With the release of the budget, Clark’s Liberals have promised to reduce MSP Premiums by 50 per cent for families making under $120 000 in yearly income, starting Jan. 1, 2018.
Of course, this promise is conditional: the tax relief will only come into effect if the Liberals are re-elected.
But let’s be honest: the B.C. Liberals have been taking money from taxpayers’ pockets for years. Taxpayer money is what has fueled the surplus, and continues to do so, as this January brought increased rates to services like MSP, B.C. Hydro, and ICBC.
Not to mention, this is the party that has spent millions of dollars in taxpayer money on partisan advertisements. British Columbia’s lax rules on government ads allow for the Liberals to use our money to smear their opponents and sing their own praises with impunity.

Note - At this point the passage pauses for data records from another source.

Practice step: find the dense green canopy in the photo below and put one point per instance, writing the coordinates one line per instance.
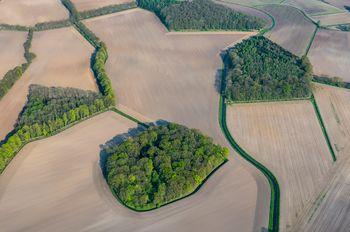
(160, 165)
(259, 69)
(200, 15)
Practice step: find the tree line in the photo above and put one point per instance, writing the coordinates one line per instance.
(201, 15)
(258, 69)
(47, 111)
(14, 74)
(160, 165)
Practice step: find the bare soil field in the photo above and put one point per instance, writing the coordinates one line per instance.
(287, 138)
(12, 51)
(293, 30)
(82, 5)
(26, 12)
(63, 173)
(314, 7)
(333, 19)
(172, 76)
(63, 59)
(329, 54)
(247, 10)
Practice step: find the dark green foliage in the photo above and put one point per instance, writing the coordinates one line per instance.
(106, 10)
(49, 110)
(14, 74)
(206, 15)
(200, 15)
(259, 69)
(335, 81)
(160, 165)
(52, 25)
(344, 27)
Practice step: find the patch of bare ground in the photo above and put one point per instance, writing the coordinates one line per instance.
(26, 12)
(171, 76)
(287, 138)
(56, 184)
(11, 47)
(82, 5)
(63, 59)
(333, 19)
(329, 54)
(293, 30)
(332, 212)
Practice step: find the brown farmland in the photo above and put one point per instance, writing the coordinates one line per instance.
(63, 59)
(24, 12)
(63, 173)
(329, 54)
(11, 47)
(171, 76)
(287, 138)
(293, 30)
(82, 5)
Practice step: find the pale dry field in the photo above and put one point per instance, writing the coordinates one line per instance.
(332, 212)
(333, 19)
(171, 76)
(56, 184)
(287, 138)
(329, 54)
(12, 51)
(82, 5)
(314, 7)
(30, 12)
(293, 31)
(63, 59)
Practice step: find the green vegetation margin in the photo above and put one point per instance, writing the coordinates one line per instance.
(274, 214)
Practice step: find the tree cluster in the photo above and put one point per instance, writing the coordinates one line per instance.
(48, 110)
(14, 74)
(200, 15)
(161, 165)
(258, 69)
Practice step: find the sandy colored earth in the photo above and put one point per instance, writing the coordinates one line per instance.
(333, 19)
(82, 5)
(314, 7)
(287, 138)
(329, 54)
(172, 77)
(11, 47)
(56, 184)
(332, 212)
(293, 30)
(63, 59)
(30, 12)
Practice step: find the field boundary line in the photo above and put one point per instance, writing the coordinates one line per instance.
(274, 214)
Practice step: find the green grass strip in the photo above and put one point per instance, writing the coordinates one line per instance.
(274, 214)
(320, 120)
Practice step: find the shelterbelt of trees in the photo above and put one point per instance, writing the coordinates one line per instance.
(258, 69)
(14, 74)
(47, 111)
(200, 15)
(160, 165)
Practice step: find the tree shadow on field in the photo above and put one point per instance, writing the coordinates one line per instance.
(118, 139)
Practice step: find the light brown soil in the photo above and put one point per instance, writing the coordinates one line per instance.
(171, 76)
(56, 184)
(331, 214)
(82, 5)
(329, 54)
(287, 138)
(30, 12)
(11, 47)
(293, 30)
(333, 19)
(63, 59)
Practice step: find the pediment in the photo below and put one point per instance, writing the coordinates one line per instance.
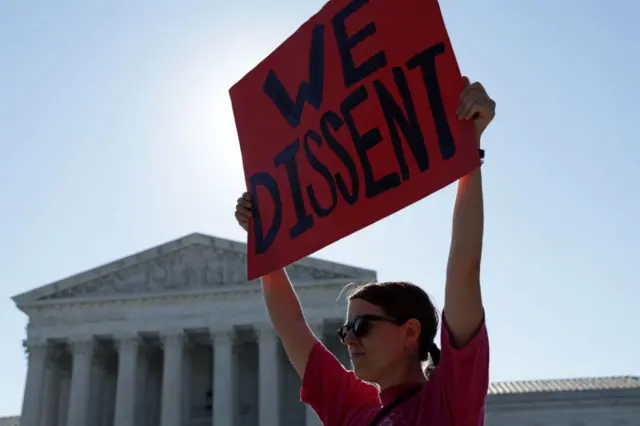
(196, 262)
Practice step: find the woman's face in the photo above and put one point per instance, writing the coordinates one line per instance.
(377, 346)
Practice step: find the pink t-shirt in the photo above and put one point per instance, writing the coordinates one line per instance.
(454, 395)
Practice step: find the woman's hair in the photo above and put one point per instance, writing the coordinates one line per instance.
(403, 301)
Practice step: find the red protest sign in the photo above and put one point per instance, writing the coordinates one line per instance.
(350, 120)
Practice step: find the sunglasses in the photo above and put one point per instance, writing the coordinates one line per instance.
(361, 325)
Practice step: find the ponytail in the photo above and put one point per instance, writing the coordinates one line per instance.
(434, 354)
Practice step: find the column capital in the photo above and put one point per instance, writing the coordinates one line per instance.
(54, 355)
(223, 335)
(128, 341)
(172, 338)
(82, 345)
(35, 345)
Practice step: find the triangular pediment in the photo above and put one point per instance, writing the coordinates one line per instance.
(196, 262)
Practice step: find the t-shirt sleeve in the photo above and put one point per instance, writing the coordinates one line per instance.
(335, 393)
(465, 376)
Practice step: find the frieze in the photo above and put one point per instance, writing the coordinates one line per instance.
(196, 267)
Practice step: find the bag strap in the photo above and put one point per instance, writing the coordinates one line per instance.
(386, 410)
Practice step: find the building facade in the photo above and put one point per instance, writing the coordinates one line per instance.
(176, 335)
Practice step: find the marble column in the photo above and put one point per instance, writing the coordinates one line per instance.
(33, 391)
(171, 413)
(312, 418)
(51, 398)
(269, 372)
(127, 347)
(223, 403)
(82, 352)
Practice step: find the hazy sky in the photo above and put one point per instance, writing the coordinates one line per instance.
(116, 134)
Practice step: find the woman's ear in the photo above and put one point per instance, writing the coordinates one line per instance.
(412, 332)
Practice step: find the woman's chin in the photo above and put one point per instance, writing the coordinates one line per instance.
(363, 373)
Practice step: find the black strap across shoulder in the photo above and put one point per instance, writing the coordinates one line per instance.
(386, 410)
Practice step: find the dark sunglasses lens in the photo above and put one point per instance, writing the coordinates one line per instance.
(361, 327)
(342, 333)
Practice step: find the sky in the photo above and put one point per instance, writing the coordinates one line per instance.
(116, 135)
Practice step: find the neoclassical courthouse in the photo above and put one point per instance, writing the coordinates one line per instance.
(176, 336)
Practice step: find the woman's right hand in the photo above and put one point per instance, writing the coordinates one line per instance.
(244, 210)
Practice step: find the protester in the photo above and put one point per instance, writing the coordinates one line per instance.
(391, 327)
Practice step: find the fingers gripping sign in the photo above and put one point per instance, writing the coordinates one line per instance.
(476, 104)
(244, 210)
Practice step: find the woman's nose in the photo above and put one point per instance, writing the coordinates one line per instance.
(350, 339)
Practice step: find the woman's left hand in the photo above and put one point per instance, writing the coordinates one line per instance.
(476, 104)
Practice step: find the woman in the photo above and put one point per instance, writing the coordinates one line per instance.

In case you’re wondering, multiple dissenting voices have spoken out about the government’s recent revelations and announcements. You likely didn’t hear them, however, because the ruling party has a tendency to drown others out through sheer volume. With an advertising budget in the millions, the B.C. Liberals are certainly capable of throwing their weight around.
Earlier this month on Twitter, Sonia Furstenau of the B.C. Greens harkened back to the 2013 provincial election, pointing out that the Liberals spent 16.6 million in taxpayer dollars on advertising. The funds were taken from the Ministry of Advanced Education, as these advertisements technically fell under ‘government ads’ rather than specific campaign ads for the B.C. Liberal Party.
In an interview with The Tyee in September, the NDP’s Carole James criticized the B.C. government, highlighting the fact that MSP premiums have increased for seven years in a row. Given that B.C. is the only province that pays premiums on MSP, is it really such an accomplishment for the Liberals to lower it? They certainly seem to think so, but those who have suffered so long from this regressive, flat-rate taxation that does not account for income would probably disagree.
To win the election this May, the Liberals need to keep B.C. citizens unaware of any dissenting voices of those who counter the biased rhetoric the Liberals are communicating. And given recent events, it would seem that they’re willing to say just about anything to steal the spotlight.